Mais au-delà de l’enjeu de cette course pour l’éternité, je crois aussi que dans ces temps mauvais Dieu fait lever sur la terre avant la venue de l’Epoux ce peuple de vainqueurs qui marchera dans la douceur du caractère de l’Agneau de Dieu tout en manifestant contre les puissances des ténèbres la fureur du Lion de Juda ; Cantiques 6. 10 « Qui est celle qui apparaît comme l’aurore, belle comme la lune, pure comme le soleil, mais terrible comme des troupes sous leurs bannières » : voilà l’épouse de l’Agneau, elle est belle, elle est pure, elle est douce mais aussi puissante et terrible à l’image de Celui qui la mène sous sa bannière !

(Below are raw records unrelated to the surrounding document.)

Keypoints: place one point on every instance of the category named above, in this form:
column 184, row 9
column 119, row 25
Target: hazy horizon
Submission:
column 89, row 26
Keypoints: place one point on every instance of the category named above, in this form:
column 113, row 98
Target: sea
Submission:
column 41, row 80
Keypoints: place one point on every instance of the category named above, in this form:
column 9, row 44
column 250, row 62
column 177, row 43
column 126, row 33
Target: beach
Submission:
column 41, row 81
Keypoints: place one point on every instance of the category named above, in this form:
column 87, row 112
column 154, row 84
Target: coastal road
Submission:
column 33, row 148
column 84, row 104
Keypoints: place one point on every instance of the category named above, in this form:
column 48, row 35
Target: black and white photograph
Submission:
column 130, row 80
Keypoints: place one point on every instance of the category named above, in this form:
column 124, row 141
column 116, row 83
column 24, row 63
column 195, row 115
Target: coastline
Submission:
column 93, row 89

L’héritage qui a été donné à Jean de voir dans la révélation de l’Apocalypse est réservé à des « vainqueurs ». Il est dit au chapitre 21 qui traite de l’aspect glorieux de cette épouse : « Celui qui vaincra héritera ces choses » (verset 7). Cela ne peut être plus clair.
On sent bien que l’Epoux n’est pas loin : il souffle en ce moment sur l’Eglise un vent de réforme devant amener la sanctification de l’épouse pour la grande toilette avant l’arrivée du Bien-aimé ; seulement, seules les vierges sages se laisseront réveiller et déranger, les autres se moqueront comme du temps de Noé ou celui de Lot et c’est dramatique.
Pour le reste, je crois que le livre parle en détail des caractéristiques du vainqueur.
8/ Tu pratiques, tout au long de ton ouvrage, quelque chose qui je trouve fait cruellement défaut dans beaucoup d'écrits "prophétiques" actuels, qui tiennent plus de la culture "heroïc fantasy" que de la Bible. Tu pratiques la "typologie", on peut le dire, classique. Et cela donne à ton discours une grande profondeur et un impact fondamental, biblique. Est-ce cela le langage de l'Esprit? Comment se fait-il que ce "langage de l'Esprit" qui respecte le texte biblique, et l'interprétation typologique classique, soit en voie de disparition?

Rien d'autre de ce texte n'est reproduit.